O relator do caso, desembargador Peterson Barroso Simão, foi enfático ao manter a sentença integralmente. Em seu voto, ele classificou os crimes como “repugnantes” e destacou o impacto devastador das ações do ex-médico:
“É um verdadeiro cenário de desumanização. Os fatos afrontam a dignidade da pessoa humana, traumatizam a sociedade e envergonham a nobre classe médica”, destacou o magistrado.

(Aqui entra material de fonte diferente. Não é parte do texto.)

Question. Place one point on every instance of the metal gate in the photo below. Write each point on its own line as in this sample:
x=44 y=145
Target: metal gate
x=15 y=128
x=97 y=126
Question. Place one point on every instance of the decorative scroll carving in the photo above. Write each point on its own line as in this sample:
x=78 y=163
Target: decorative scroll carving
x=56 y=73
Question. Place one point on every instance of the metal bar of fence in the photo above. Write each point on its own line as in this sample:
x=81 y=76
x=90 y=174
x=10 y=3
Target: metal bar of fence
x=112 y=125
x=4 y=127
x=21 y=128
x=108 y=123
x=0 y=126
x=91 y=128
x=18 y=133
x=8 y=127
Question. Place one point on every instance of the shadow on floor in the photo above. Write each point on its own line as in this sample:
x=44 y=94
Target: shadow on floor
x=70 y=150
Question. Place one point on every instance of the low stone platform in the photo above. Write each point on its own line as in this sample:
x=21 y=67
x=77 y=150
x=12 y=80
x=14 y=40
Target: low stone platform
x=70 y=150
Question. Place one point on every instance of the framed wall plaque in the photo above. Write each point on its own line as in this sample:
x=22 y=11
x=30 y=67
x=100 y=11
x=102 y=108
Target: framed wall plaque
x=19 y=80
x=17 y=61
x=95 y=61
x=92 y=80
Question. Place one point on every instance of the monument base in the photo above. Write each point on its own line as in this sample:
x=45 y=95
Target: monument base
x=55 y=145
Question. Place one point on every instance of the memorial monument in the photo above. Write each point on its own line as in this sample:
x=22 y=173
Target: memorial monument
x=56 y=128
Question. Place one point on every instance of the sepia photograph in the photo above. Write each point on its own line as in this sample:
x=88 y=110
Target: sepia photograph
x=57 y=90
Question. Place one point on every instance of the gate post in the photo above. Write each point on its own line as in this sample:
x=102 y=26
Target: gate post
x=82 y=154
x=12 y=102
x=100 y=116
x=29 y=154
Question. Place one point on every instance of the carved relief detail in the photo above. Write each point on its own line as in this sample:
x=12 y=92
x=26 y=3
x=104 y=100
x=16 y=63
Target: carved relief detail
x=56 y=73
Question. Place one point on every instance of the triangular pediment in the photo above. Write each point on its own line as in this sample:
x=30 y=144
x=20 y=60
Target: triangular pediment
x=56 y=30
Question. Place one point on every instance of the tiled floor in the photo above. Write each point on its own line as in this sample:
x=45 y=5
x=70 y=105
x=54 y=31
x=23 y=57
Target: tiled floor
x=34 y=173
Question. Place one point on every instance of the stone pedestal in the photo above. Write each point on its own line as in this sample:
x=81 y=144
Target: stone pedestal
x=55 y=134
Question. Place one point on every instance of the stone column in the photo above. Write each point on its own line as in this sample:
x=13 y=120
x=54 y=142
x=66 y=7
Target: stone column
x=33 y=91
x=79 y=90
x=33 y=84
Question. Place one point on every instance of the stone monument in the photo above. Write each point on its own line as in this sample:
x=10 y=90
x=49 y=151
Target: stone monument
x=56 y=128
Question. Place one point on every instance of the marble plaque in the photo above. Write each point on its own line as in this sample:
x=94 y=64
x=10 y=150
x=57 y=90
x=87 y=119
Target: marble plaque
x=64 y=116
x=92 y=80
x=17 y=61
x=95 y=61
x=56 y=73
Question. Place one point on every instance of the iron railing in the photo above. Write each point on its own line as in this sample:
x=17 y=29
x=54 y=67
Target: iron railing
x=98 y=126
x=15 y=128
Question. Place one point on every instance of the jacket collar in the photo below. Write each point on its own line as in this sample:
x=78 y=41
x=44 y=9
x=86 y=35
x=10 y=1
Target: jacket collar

Os crimes ocorreram no dia 10 de julho de 2022, no Hospital da Mulher Heloneida Studart, em São João de Meriti. Segundo a denúncia do Ministério Público, Giovanni utilizou sedação excessiva em duas pacientes durante cirurgias de parto.
Aproveitando-se da inconsciência das vítimas e posicionando-se de forma a esconder-se do restante da equipe médica, ele praticou atos libidinosos contra as mulheres, que não puderam oferecer resistência.